Mileage Check
Clocking — winding back the odometer to inflate a car's value — is one of the oldest tricks in the used-car trade and remains widespread. The good news is that it is also one of the easiest frauds to detect, because every MOT test records mileage independently. RegRadar pulls every recorded reading and flags inconsistencies automatically.
How clocking works
Modern digital odometers are not tamper-proof. Cheap OBD tools sold online can wind back most cars in minutes. A car driven 120,000 motorway miles can be presented as a 'low-mileage example' at 50,000 miles — and command a price premium of several thousand pounds.
Why MOT mileage is the gold standard
Every MOT test in the UK records the dashboard mileage at the moment of the test. The figure is logged against the registration plate by the DVSA and cannot be altered after the fact. RegRadar charts every reading on a timeline so out-of-pattern jumps or drops are obvious.
Beyond MOT readings
The premium report adds dealer-network mileage records (every time a franchised dealer services or sells a car they record the mileage) and historical online advert data (the mileage advertised when the car was previously listed for sale). A car shown for sale in 2022 at 90,000 miles and re-listed today at 60,000 miles is clocked.

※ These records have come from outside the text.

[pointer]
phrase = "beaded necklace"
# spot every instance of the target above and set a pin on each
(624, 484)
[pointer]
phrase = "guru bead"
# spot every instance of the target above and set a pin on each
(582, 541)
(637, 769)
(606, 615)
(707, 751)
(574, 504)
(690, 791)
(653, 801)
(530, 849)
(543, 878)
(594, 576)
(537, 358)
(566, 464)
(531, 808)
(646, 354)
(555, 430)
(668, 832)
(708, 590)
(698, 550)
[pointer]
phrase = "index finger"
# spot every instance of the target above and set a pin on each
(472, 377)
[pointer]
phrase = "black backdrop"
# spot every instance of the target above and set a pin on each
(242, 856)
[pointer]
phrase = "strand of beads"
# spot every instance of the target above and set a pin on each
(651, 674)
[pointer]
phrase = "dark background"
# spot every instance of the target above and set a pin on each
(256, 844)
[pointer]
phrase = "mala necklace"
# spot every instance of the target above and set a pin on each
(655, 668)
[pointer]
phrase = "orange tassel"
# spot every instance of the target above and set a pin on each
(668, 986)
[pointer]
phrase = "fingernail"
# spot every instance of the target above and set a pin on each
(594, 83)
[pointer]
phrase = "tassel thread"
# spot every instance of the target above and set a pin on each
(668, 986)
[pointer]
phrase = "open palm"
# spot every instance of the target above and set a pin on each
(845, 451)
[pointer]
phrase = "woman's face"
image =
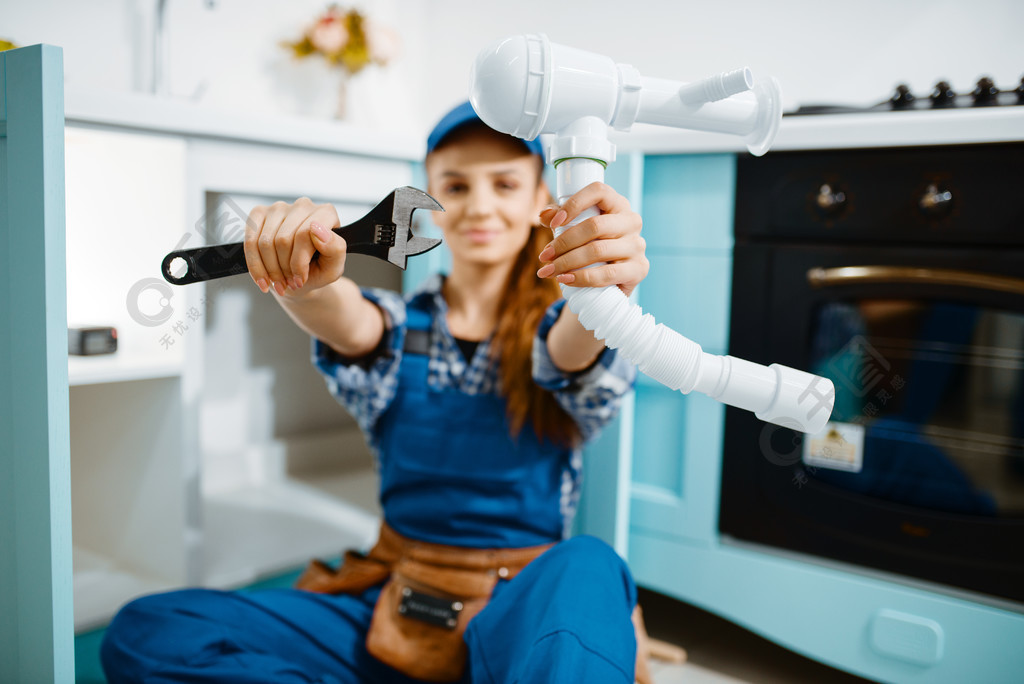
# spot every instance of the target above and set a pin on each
(488, 187)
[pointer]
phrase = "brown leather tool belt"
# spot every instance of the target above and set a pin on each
(431, 593)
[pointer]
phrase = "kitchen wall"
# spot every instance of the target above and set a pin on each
(227, 55)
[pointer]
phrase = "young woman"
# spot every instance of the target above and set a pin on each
(475, 392)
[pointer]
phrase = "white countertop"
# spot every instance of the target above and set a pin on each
(143, 112)
(832, 131)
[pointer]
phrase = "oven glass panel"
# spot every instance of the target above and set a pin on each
(929, 404)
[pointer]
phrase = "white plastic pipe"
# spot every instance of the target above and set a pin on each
(525, 86)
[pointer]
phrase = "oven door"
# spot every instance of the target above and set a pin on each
(921, 471)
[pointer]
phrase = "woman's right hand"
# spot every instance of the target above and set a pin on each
(281, 242)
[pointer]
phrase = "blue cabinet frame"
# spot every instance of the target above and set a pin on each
(36, 623)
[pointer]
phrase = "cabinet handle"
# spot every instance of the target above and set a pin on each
(845, 275)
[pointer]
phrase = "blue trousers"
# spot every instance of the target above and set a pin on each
(565, 617)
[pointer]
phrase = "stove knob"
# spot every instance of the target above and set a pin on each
(985, 92)
(942, 95)
(830, 201)
(902, 98)
(936, 201)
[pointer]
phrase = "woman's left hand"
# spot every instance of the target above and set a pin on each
(611, 239)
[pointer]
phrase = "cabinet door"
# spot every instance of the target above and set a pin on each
(677, 438)
(36, 628)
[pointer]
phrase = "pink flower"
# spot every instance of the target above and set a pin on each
(329, 35)
(381, 41)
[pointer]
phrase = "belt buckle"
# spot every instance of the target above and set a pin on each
(430, 609)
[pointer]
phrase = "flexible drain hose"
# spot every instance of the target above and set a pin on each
(775, 393)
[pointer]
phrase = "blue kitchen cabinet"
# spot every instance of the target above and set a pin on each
(667, 451)
(687, 208)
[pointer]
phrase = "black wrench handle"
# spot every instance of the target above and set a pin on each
(207, 263)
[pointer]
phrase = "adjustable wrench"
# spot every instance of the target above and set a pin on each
(385, 232)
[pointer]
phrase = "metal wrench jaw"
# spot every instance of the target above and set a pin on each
(406, 201)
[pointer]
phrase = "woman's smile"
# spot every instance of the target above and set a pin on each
(481, 236)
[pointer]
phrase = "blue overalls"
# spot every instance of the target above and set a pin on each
(451, 474)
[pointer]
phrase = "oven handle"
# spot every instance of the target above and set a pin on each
(845, 275)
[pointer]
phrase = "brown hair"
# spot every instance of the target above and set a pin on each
(525, 300)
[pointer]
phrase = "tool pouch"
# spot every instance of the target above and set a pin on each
(431, 593)
(421, 615)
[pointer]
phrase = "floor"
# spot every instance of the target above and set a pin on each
(721, 652)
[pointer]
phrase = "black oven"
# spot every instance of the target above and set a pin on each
(899, 274)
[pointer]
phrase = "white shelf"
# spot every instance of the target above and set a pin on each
(101, 587)
(166, 115)
(256, 531)
(114, 368)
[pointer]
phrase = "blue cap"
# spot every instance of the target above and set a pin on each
(462, 116)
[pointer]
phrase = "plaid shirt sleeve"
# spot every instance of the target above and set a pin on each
(367, 386)
(593, 395)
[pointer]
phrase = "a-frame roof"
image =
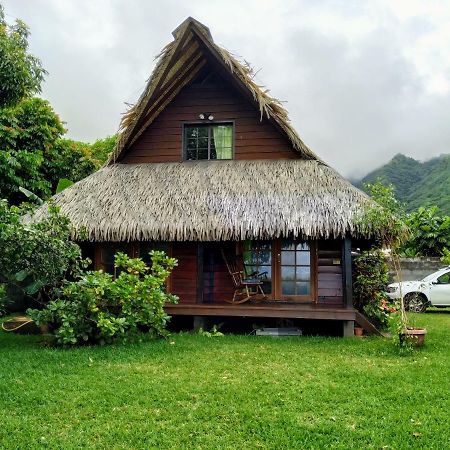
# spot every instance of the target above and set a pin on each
(178, 65)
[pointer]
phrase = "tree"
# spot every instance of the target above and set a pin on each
(37, 257)
(430, 233)
(34, 154)
(21, 73)
(386, 219)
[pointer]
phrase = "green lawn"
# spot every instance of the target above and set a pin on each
(232, 392)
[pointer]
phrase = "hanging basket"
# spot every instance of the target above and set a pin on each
(413, 336)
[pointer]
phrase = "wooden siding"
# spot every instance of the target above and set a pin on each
(183, 281)
(329, 272)
(217, 283)
(254, 139)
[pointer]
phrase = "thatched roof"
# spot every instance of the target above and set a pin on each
(212, 200)
(178, 64)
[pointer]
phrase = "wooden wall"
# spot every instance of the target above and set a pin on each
(329, 272)
(183, 281)
(217, 282)
(162, 141)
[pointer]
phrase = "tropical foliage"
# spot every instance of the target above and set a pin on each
(37, 257)
(21, 73)
(99, 308)
(34, 154)
(430, 233)
(371, 275)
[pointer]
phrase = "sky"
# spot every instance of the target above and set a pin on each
(362, 80)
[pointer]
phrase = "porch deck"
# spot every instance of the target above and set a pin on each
(265, 309)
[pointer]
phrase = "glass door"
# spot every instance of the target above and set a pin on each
(257, 257)
(295, 281)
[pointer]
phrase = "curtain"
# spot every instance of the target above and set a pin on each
(223, 141)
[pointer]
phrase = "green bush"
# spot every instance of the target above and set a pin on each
(4, 301)
(100, 308)
(36, 257)
(371, 275)
(429, 233)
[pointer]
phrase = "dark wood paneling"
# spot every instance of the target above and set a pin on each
(217, 283)
(254, 139)
(184, 276)
(329, 272)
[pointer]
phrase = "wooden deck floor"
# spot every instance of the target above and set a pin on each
(264, 309)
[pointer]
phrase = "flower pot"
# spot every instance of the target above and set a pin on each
(413, 336)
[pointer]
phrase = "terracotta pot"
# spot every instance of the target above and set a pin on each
(413, 336)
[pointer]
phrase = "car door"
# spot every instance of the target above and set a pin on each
(440, 290)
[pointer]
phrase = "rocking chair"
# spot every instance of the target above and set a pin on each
(244, 288)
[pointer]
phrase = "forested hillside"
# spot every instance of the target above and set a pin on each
(416, 183)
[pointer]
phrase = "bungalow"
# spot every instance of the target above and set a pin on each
(209, 168)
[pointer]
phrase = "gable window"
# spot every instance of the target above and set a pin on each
(208, 141)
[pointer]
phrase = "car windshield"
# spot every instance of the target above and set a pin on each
(433, 275)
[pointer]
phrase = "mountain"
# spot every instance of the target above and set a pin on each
(416, 183)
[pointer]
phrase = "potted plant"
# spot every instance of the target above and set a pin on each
(385, 219)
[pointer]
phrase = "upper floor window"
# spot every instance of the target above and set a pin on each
(208, 141)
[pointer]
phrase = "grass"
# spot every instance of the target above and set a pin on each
(232, 392)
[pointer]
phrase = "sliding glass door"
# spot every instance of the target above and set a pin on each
(294, 270)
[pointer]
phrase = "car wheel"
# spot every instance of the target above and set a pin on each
(415, 302)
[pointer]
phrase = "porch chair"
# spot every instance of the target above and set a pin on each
(244, 288)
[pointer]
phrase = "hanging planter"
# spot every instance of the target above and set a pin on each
(413, 336)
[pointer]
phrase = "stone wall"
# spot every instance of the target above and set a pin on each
(416, 268)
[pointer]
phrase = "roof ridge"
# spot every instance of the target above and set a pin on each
(135, 121)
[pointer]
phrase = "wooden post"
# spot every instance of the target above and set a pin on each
(347, 272)
(200, 272)
(347, 325)
(199, 322)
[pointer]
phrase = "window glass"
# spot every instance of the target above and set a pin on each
(295, 267)
(214, 141)
(258, 258)
(444, 279)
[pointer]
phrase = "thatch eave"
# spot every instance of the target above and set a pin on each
(213, 201)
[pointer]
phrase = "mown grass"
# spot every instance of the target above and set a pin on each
(232, 392)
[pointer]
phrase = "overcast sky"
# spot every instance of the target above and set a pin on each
(362, 80)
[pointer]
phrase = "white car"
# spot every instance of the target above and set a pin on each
(433, 290)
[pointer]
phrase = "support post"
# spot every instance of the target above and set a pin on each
(348, 327)
(347, 272)
(200, 283)
(199, 322)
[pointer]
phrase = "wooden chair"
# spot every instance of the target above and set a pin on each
(244, 288)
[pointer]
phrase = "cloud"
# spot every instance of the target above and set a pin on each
(363, 80)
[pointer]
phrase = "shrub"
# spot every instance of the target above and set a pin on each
(4, 300)
(371, 275)
(100, 308)
(37, 257)
(430, 233)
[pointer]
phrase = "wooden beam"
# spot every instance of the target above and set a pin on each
(286, 311)
(347, 272)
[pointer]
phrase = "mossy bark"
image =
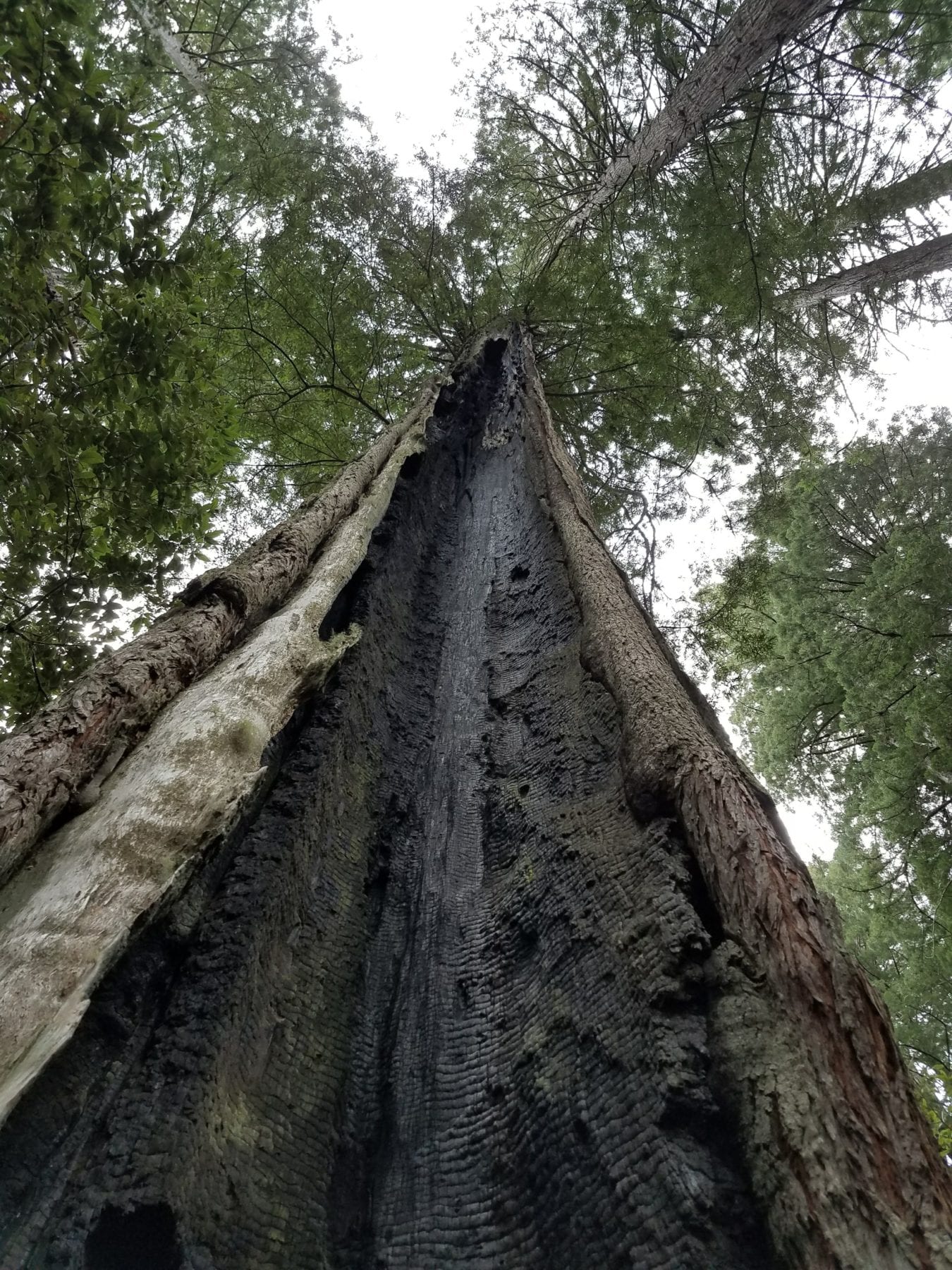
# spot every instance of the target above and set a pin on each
(507, 963)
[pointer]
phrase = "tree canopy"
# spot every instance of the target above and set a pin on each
(219, 290)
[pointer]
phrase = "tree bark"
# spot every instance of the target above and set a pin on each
(874, 206)
(512, 968)
(55, 763)
(752, 36)
(839, 1155)
(913, 262)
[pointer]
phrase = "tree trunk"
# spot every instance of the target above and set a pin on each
(55, 762)
(913, 262)
(506, 963)
(752, 36)
(874, 206)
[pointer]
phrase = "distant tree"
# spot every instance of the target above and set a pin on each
(834, 630)
(114, 436)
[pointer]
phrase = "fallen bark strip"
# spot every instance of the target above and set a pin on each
(65, 920)
(841, 1159)
(747, 42)
(912, 262)
(57, 760)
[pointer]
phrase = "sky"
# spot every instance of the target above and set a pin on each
(404, 74)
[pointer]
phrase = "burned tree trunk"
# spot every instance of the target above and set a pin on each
(503, 963)
(912, 262)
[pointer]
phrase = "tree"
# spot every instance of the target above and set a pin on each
(506, 792)
(398, 898)
(913, 262)
(834, 627)
(104, 366)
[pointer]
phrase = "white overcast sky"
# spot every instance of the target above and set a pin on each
(404, 79)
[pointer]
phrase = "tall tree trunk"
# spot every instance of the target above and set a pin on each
(506, 964)
(872, 206)
(55, 763)
(912, 262)
(752, 36)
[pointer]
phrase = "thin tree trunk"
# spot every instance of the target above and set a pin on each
(839, 1155)
(874, 206)
(912, 262)
(178, 55)
(752, 36)
(513, 968)
(56, 761)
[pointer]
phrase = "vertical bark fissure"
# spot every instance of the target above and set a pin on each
(841, 1157)
(444, 1003)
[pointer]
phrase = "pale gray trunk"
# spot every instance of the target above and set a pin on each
(912, 262)
(55, 763)
(749, 40)
(504, 964)
(874, 206)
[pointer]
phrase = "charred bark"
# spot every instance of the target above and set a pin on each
(912, 262)
(55, 763)
(512, 967)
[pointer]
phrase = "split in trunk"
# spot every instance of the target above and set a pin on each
(506, 964)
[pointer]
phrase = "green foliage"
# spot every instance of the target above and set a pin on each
(834, 630)
(111, 427)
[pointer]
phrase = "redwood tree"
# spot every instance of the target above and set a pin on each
(438, 925)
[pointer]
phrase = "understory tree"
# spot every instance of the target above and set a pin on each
(395, 898)
(833, 633)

What a clean mileage history looks like
Steady, consistent year-on-year increases of 6,000–15,000 miles for typical UK use, no decreases, no suspicious flat periods, and consistent figures across MOT, service and advert sources. That is what the RegRadar mileage section shows you on a single page.
What to do if mileage is suspicious
Confirm the MOT readings on gov.uk independently. Ask the seller to explain any anomalies in writing. If the explanation doesn't hold up — or if the car physically shows wear inconsistent with the displayed mileage (worn pedals, sagging seat bolsters, polished steering wheel) — walk away.
Frequently asked questions
Is the mileage check free?
MOT mileage history is in the free check. The clocking detection (cross-referencing dealer-network and advert mileage) is in the £9.99 premium report.
Can mileage genuinely go down?
Almost never. The only legitimate reasons are an odometer replacement (which should be documented in writing by the garage that did the work) or a manufacturer error on a brand-new car.
What's the law on clocking?
Selling a car with a misrepresented mileage is fraud under the Consumer Protection from Unfair Trading Regulations 2008. Trading Standards investigate cases, and convictions carry custodial sentences for serial offenders.